Mutu air dan karakteristik ingridien penunjang lain juga akan mempengaruhi kinerja perisa yang ditambahkan. Kandungan klorin dan kesadahan air sangat menentukan mutu flavor yang diperoleh, misalnya kandungan klorin tinggi akan berinteraksi dengan komponen perisa lemon memberikan flavor yang kurang menyenangkan. Sementara penggunaan sulfur dioksida sebagai zat pengawet karena sangat reaktif akan merusak thiamin dan beberapa flavor alami terutama flavor jeruk.
Perhatian juga perlu diberikan pada senyawa penyusun perisa. Untuk perisa pada minuman yang memerlukan perlakuan panas tinggi (pasteurisasi atau sterilisasi), perlu menggantikan senyawa aldehida yang kurang stabil pada suhu tinggi dengan kelompok senyawa alkoholnya, demikian juga senyawa diasetil pada flavor yang buttery dapat diganti dengan senyawa lakton yang lebih stabil terhadap panas.
Jus buah dan “berry” digunakan secara luas sebagai flavor dasar pada minuman ringan, umumnya digunakan dalam bentuk konsentrat dengan kepekatan 4-6 kali dari jus aslinya sehingga perlu pengenceran yang tepat dalam penggunaannya. Selain itu perisa jenis ini umumnya dalam kemasan yang tersegel yang dipasteurisasi sehingga begitu dibuka hendaknya digunakan semua. Perisa jenis ini sebaiknya disimpan dalam refrigerator atau cold storage.

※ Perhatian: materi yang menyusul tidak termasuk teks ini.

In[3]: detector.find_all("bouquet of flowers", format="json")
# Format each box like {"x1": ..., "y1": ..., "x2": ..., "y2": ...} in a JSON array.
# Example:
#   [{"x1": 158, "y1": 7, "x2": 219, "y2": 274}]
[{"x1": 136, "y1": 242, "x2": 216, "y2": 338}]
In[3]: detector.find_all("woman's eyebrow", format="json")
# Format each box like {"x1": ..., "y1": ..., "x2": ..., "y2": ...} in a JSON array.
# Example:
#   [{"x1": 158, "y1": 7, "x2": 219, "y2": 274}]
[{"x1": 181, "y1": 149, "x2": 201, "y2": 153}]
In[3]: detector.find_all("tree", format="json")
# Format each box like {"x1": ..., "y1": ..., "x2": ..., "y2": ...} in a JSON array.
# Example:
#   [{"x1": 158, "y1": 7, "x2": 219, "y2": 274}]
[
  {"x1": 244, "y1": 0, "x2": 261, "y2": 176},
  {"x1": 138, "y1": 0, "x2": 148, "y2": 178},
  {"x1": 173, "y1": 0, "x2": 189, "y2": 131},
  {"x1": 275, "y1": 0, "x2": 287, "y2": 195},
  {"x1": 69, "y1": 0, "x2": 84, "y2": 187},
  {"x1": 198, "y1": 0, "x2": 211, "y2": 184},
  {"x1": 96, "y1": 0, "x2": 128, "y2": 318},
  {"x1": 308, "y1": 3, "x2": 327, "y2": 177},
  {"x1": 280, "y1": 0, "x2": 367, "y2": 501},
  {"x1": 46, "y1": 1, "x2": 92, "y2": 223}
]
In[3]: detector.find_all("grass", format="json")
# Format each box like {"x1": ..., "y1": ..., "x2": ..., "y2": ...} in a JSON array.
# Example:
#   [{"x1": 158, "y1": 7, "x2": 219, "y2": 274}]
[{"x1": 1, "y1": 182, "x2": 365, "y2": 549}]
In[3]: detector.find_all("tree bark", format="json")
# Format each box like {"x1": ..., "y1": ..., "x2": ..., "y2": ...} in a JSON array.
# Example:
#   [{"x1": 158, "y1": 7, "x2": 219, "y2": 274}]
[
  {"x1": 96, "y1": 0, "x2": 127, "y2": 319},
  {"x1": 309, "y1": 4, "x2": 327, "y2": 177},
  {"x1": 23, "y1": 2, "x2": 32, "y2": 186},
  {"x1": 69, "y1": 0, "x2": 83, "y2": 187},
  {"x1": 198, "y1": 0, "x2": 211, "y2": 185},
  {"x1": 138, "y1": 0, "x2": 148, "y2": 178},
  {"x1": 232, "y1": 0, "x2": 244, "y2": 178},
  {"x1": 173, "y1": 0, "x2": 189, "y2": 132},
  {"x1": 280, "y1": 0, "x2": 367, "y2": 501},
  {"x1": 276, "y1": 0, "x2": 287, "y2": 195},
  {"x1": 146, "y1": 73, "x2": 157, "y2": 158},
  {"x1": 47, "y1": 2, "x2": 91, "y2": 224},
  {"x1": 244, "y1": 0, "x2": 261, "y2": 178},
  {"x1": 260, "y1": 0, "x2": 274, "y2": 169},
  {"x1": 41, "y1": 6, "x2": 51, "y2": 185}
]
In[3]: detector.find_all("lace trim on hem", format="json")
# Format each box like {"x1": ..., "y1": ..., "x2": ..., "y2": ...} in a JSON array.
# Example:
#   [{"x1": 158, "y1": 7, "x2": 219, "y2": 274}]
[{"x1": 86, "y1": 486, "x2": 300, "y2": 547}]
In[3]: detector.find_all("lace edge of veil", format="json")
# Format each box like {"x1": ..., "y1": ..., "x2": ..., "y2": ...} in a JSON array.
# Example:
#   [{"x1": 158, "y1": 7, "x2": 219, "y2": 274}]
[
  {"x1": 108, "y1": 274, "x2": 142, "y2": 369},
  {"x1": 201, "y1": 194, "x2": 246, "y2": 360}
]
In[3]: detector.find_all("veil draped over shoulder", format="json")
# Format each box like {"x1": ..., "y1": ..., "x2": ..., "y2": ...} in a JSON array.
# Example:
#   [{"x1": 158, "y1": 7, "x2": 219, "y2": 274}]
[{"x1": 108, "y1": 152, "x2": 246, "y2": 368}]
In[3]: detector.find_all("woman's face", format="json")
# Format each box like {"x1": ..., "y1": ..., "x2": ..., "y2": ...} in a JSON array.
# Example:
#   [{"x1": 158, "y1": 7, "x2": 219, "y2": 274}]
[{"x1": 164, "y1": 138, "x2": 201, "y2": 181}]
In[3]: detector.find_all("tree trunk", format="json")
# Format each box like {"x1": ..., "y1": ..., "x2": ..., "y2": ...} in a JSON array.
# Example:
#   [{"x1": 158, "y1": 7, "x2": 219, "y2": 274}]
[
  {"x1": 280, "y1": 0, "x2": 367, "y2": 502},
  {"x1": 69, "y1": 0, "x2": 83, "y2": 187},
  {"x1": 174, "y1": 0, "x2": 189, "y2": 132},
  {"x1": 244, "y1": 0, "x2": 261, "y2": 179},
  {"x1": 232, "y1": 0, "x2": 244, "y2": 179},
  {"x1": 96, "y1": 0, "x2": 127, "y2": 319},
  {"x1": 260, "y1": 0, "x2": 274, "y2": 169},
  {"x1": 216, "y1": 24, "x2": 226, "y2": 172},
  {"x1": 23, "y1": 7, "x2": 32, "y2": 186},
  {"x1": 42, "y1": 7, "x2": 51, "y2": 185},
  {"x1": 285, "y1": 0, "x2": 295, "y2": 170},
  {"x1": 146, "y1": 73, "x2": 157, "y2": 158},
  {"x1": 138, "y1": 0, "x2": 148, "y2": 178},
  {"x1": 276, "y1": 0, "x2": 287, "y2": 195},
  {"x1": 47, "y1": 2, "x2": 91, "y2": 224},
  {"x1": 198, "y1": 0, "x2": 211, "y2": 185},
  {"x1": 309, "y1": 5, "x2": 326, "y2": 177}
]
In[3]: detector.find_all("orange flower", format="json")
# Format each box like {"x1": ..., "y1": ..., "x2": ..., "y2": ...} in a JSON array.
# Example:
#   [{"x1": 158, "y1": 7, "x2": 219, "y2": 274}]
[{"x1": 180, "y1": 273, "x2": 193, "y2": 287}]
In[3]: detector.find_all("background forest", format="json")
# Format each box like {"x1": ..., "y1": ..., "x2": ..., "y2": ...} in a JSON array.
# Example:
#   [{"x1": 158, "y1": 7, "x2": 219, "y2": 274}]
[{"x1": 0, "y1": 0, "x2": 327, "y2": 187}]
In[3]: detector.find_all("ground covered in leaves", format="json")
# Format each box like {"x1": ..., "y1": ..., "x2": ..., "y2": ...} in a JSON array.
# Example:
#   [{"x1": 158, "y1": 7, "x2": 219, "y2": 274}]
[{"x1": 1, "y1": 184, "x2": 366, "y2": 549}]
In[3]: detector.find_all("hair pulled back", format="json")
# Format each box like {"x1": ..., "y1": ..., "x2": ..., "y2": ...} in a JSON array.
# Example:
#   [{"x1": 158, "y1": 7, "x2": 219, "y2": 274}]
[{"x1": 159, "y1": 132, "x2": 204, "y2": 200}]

Konsentrasi perisa yang digunakan mempunyai peran cukup besar dalam memberikan profil flavor yang diinginkan. Konsentrasi yang berbeda akan memberikan kesan yang berbeda. Sebagai contoh, Dr. John Boddington dalam tulisannya berjudul “A new Generation of Distillates for Flavor Innovation in Food and Beverages products” menyatakan bahwa penggunaan perisa “Cantalupe Melon Treattarome 9726“ pada konsentrasi 0.05% akan memberikan atribut flavor melon yang kuat dengan kesan aroma sulfur, tropikal, fruity dan estery, sementara pada konsentrasi 0.02% atau kurang akan memberikan kesan melon yang segar. Demikian juga perisa Kiwifruit treattararome 9770 akan memberikan karakter flavor tropikal, green/strawberry notes-gooseberry, green tea dan grape skin undertones pada konsentrasi level 0.02% atau kurang, sedang pada konsentrasi 0.06% memberi flavor dengan karakter kiwi yang intens yaitu fresh, green and fruity secara utuh.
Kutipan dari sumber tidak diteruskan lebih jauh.